Thursday, March 12, 2009

Undocumented dtSearch Synopsis Trick

I've worked with dtSearch before on other projects and have used other ones since then. I'm currently working on a project that uses dtSearch as the primary search engine. There's always a synopsis for a search result and the dtSearch module actually provides a XSLT helper.

If you just want to know how to do it, then follow this quick steps:
  1. Create an index in dtSearch using the Create Index(advanced) option.
  2. In the Create Index(advanced) window, make sure to check "Cache document text in index" and/or "Cache documents in index". This tells the dtSearch indexer to keep a copy of the content that's being index.
  3. Add a Sitecore setting in web.config named "dtSearchSynopsis" with the value "true".
  4. Update your XSLT Rendering to get the content in the search result set that comes back from the Search function.

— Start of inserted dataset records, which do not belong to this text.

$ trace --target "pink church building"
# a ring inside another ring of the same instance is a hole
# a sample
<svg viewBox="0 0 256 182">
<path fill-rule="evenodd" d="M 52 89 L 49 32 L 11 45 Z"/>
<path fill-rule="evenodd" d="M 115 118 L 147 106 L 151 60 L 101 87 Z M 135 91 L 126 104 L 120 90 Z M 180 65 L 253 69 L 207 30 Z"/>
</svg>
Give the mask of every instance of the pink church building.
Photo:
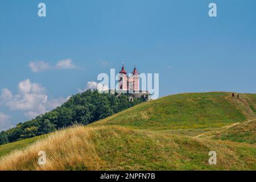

Now, if you want a more detailed explanation, read on.

The dtSearch XSLT Helper's GetSynopsisNavigator() method requires:

  • pageUrl
  • search term
  • css highlighter style name
  • length of the sysnopsis

The method uses the page Url so that it can access it able to extract the page's content. Then it truncates the content while making sure that the search term is in the synopsis. Finally, it looks for the search term and re-formats it between a tag with the specified css class name. And it returns the string. Of course, it does some other things also such as remove scripts, tags, etc. to give you a nice clean synopsis.

Well, sometimes it's clean. The problem with this approach is that the synopsis will always return almost the same set of synopsis when the search term is something that's found on the top part of the page such as your navigations, etc. For instance, if you have a site that has a ubiquitous utility bar with "Contact Us". So, this text phrase exists on every page. Now, if you search for the word "Contact", dtSearch will return basically all pages as the set of results and the synopsis for each will be very odd using GetSynopsisNavigator() and will always include the utility bar content even though those parts of the site are really skeletal pieces that should not be searched.

So, you might think that it's an issue with the indexer. Well, that's partly true. To let dtSearch index only particular parts of the page, you need to use the that is documented in SDN5 and at dtSearch's site. So, you basically put the comment markers appropriately and it will only index, say, the main body content of the page and not the footer text, headers, callouts, and other supporting/related content.

At this point, we've only solved that dtSearch should only index appropriate content so that it doesn't return "ALL" the pages. The next part is to get the synopsis corrected. Well, I accidentally found this out by going through the intermediate language for the dtSearch module. I read it through to figure out how it works. Then, I noticed that it's actually possible to generate synopsis as part of the result set as returned by the module's XSLT Helper Search() function.

To do so, you'll need to add an undocumented Sitecore setting for dtSearch named "dtSearchSynopsis" with the value "true". This tells the dtSearch module's XSLT Helper to add a tag in the result set that comes back from the Search() function. The synopsis automatically adds "<b>" around the search term. The synopsis looks pretty good and there are no truncated words because of the # of characters limit.

Sometimes you might get some odd results, so you just need to fine-tune where you place your comments. Make sure that the indexer is able to see the scID and scPath meta tags since the dtSearch module uses them to find items.

Well, that's it. I hope that helps.